Untuk bisa menghadirkan kembali bendera empat warna memang butuh proses dan peternak juga harus dikasih standar. Peternak harus mengikuti aturan ini dan bukan sebaliknya aturan yang menuruti peternak,” sambung H.Larno. Jika aturan saat ini dirasa memberatkan dan dilakukan penurunan standar, maka hal itu sangat tidak benar.
“Mungkin saat ini belum banyak peternak yang berhasil mencetak burung empapt warna, namun demikian semua itu perlu ekstra kerja dan pemahaman dari peternak. Butuh proses juga karena tidak instan. Standar kualitas juga harus dijaga dengan aturan, sehingga hasil yang didapat akan lebih baik,” ungkap H.Larno.

H.Winardi Sethiono Banjarmasin memberikan pandangan yang sama. “Kalau kita kembalion ke jaman dulu bahwa burung kita kestabilannya luar biasa,” tegas pemilik Win’s Bird Farm Banjarmasin. Disampaikan juga bahwa sistem penilaian yang ada sudah betul dan mengacu pada AD/ART dan harus dipertahankan.
“Yang berubah sekarang ini adalah pencitraan terhadap burung, karena kita terpengaruh dengan volume besar sehingga ketahanan tidak bisa. Maka dari itu, kita harus kembali ke jaman dulu dengan Indonesia Style yang pakem Indonesia, maka kita harus menjalankan dua periode dengan bibit-bibit yang tidak mendukung,” jelas H.Winardi.

Diakui oleh H.Winardi Sethiono bahwa memang syarat bunyi kurang. “Kita punya pakem, style dan cengkok yang bagus.

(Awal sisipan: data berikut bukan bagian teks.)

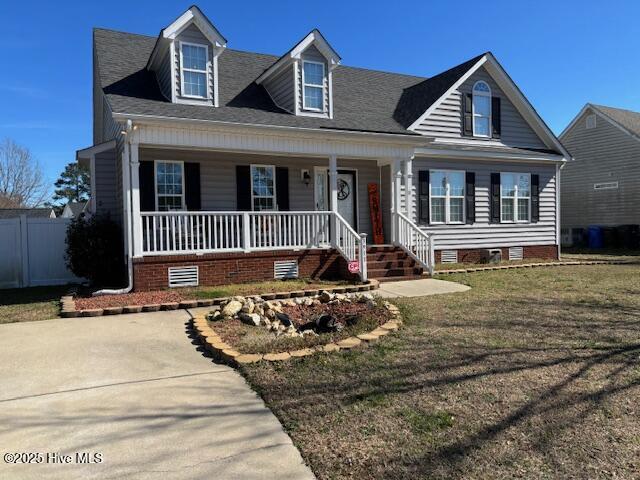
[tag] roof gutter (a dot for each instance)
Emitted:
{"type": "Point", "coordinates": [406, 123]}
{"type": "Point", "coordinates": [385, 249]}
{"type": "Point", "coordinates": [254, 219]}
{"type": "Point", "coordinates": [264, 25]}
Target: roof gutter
{"type": "Point", "coordinates": [395, 138]}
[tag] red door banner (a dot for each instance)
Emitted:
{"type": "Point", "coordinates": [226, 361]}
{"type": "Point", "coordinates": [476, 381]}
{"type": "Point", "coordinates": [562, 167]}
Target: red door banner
{"type": "Point", "coordinates": [376, 213]}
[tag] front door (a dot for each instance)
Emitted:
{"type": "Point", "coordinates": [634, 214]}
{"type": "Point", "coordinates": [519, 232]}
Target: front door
{"type": "Point", "coordinates": [347, 194]}
{"type": "Point", "coordinates": [347, 197]}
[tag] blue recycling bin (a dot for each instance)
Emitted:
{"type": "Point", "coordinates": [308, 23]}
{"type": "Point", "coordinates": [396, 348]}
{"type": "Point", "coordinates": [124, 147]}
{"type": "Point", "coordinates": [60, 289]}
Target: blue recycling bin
{"type": "Point", "coordinates": [596, 239]}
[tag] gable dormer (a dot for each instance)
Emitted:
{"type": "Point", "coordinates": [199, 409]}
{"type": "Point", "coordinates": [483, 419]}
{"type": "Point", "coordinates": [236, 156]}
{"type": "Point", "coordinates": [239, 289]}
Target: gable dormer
{"type": "Point", "coordinates": [185, 59]}
{"type": "Point", "coordinates": [300, 81]}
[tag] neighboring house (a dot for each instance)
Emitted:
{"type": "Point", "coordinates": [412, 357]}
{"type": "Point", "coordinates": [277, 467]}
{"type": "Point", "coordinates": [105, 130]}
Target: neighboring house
{"type": "Point", "coordinates": [73, 209]}
{"type": "Point", "coordinates": [602, 185]}
{"type": "Point", "coordinates": [29, 212]}
{"type": "Point", "coordinates": [222, 164]}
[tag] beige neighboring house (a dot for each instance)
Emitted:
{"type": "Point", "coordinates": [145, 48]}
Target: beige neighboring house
{"type": "Point", "coordinates": [73, 209]}
{"type": "Point", "coordinates": [601, 186]}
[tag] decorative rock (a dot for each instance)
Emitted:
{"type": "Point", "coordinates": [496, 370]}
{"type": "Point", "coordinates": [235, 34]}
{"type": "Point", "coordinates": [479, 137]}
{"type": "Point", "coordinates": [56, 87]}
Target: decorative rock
{"type": "Point", "coordinates": [113, 310]}
{"type": "Point", "coordinates": [368, 337]}
{"type": "Point", "coordinates": [248, 358]}
{"type": "Point", "coordinates": [390, 326]}
{"type": "Point", "coordinates": [250, 319]}
{"type": "Point", "coordinates": [248, 306]}
{"type": "Point", "coordinates": [276, 357]}
{"type": "Point", "coordinates": [325, 297]}
{"type": "Point", "coordinates": [303, 352]}
{"type": "Point", "coordinates": [188, 304]}
{"type": "Point", "coordinates": [349, 342]}
{"type": "Point", "coordinates": [232, 308]}
{"type": "Point", "coordinates": [134, 308]}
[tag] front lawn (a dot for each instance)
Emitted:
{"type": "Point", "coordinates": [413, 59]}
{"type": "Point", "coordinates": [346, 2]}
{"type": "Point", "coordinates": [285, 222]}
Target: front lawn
{"type": "Point", "coordinates": [29, 304]}
{"type": "Point", "coordinates": [530, 374]}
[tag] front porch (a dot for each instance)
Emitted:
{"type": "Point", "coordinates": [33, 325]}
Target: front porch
{"type": "Point", "coordinates": [241, 217]}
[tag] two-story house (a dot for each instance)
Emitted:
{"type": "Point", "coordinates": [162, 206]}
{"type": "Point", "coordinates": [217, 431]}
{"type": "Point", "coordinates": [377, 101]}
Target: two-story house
{"type": "Point", "coordinates": [225, 165]}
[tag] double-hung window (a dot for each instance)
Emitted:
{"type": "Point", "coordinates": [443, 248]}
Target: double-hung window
{"type": "Point", "coordinates": [263, 187]}
{"type": "Point", "coordinates": [194, 70]}
{"type": "Point", "coordinates": [169, 186]}
{"type": "Point", "coordinates": [447, 196]}
{"type": "Point", "coordinates": [515, 197]}
{"type": "Point", "coordinates": [313, 86]}
{"type": "Point", "coordinates": [481, 109]}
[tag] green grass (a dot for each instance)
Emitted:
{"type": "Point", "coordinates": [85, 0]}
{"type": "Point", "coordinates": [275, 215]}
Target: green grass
{"type": "Point", "coordinates": [532, 373]}
{"type": "Point", "coordinates": [29, 304]}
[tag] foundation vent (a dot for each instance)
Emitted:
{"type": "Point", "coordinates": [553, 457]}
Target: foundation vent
{"type": "Point", "coordinates": [285, 269]}
{"type": "Point", "coordinates": [183, 277]}
{"type": "Point", "coordinates": [516, 253]}
{"type": "Point", "coordinates": [449, 256]}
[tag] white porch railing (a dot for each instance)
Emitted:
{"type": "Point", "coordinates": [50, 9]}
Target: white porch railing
{"type": "Point", "coordinates": [170, 233]}
{"type": "Point", "coordinates": [415, 242]}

Kalau kita ingin mengembalikan empat warna, bukan mengembalikan nilai sistem penjurian, tetapi mengembalikan style Indonesia. Jangan merubah sistem penjurian karena sudah betul,” sambung Ketua Pengwil Kalimantan Selatan.
H Abd Aziz Ababil mengakui bahwa burung empat warna saat ini sudah ada. Hanya kurang memenuhi syarat bunyi. “Burung sekarang ini tidak seperti tahun-tahun dulu. Burung yang turun di arena adalah stok lama , mungkin untuk tahun 2026 akan ada. Untuk mencari yang sempurna 4 dan 5 sulit, tapi bisa dibuat,” yakin H.Abd Aziz.

Upaya yang sudah dilakukan, memang tidak bisa langsung dipastikan. “Saya tidak mau mendahului, tapi upaya sudah dilakukan. In syaa Allah ada,” ungkap kung mania yang juga seorang Ustadz . Soal sistem penjurian 3 5 7, H.Abd. Aziz mengaku setuju dan kalau bisa jangan sampai dirubah.
Guna mendukung terciptanya burung dengan bendera empat warna maka Dewan juga harus bisa membedakan burung 3 hitam dan burung 4 warna, jangan takut untuk memberikan nilai yang sesuai. “Sistem prnjurian harus membedakan antara burung mewah dan burung biasa meski rajin burung. ini perlu mendapatkan perhatian, agar apa yang sudah dilakukan peternak ada hasilnya,” harap H.Abd.Aziz.